Saturday, December 10, 2005


When President Kennedy addressed Congress on May 25, 1961, he said the following:

"I believe that this nation should commit itself to achieving the goal, before this decade is out, of landing a man on the Moon and returning him safely to the Earth. No single space project in this period will be more impressive to mankind ... and none will be so difficult or expensive to accomplish.

I believe we possess all the resources and talents necessary. But the facts of the matter are that we have never made the national decisions or marshalled the national resources required for such leadership. We have never specified long-range goals on an urgent time schedule, or managed our resources and our time so as to insure their fulfillment.

This decision demands a major national commitment of scientific and technical manpower, material and facilities, and the possibility of their diversion from other important activities where they are already thinly spread. It means a degree of dedication, organization and discipline which have not always characterized our research and development efforts. It means we cannot afford undue work stoppages, inflated costs of material or talent, wasteful interagency rivalries, or a high turnover of key personnel.

New objectives and new money cannot solve these problems. They could in fact, aggravate them further — unless every scientist, every engineer, every serviceman, every technician, contractor, and civil servant gives his personal pledge that this nation will move forward, with the full speed of freedom, in the exciting adventure of space."
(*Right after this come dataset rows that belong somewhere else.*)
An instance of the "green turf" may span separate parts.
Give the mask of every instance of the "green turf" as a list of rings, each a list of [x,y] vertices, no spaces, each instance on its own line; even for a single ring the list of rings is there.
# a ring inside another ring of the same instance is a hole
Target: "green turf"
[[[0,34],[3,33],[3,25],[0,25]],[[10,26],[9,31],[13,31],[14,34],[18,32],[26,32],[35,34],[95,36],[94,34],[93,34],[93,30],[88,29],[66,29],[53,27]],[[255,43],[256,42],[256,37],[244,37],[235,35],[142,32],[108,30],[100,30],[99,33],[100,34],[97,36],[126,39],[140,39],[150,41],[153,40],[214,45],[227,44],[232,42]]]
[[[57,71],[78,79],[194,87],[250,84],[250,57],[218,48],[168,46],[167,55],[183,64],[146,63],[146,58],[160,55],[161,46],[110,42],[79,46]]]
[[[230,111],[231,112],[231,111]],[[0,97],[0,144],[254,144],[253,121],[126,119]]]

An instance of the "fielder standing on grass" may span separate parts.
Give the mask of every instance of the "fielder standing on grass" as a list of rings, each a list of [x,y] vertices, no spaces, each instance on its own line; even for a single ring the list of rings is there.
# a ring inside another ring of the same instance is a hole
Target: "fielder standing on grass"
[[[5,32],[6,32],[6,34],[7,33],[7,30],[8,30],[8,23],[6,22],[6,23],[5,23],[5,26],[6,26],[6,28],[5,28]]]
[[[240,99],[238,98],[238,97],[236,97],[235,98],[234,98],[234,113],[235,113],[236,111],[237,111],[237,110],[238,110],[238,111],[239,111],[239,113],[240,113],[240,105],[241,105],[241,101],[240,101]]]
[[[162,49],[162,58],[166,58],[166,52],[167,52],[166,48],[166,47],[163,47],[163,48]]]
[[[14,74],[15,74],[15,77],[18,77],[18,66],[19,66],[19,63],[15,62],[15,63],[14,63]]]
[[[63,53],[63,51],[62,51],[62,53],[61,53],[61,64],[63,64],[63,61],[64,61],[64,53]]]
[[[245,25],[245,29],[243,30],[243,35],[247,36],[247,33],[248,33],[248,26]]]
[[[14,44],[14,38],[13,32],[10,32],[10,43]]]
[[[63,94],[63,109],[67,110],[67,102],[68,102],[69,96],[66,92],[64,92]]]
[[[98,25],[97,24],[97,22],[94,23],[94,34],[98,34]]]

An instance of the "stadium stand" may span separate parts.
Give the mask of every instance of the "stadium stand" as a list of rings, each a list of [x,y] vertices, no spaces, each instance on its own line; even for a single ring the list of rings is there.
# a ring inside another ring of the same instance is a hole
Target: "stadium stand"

For the last five years, President Bush and Congress have missed the opportunity to do something truly meaningful and historical with regard to our nation's energy policy. But there are still three years remaining in the President's second term, and it's not too late too act.

Following the example of President Kennedy's Apollo Moon Mission, the current President and Congress should make a pledge to dedicate all national resources — funding, research, technology, and manpower — toward the goal of developing viable, cost-efficient, renewable energy sources for the US.

These alternatives to oil and other fossil fuels would keep the US from remaining dependent on Middle East oil, and held hostage to the demands and whims of OPEC.

The rewards could be enormous in manifold ways.

Alternatives fuels would also be kinder to our environment and could potentially create millions of jobs and whole new industries. But it will require the same national will that drove the space program in the '60s.

Only the President has the pulpit, power and prestige to marshall this requisite will, as well as the necessary commitment of resources, toward the realization of this goal.

It may not be realized in his term, or even by the end of this decade, but it should be pursued with all determination and vigor nonetheless.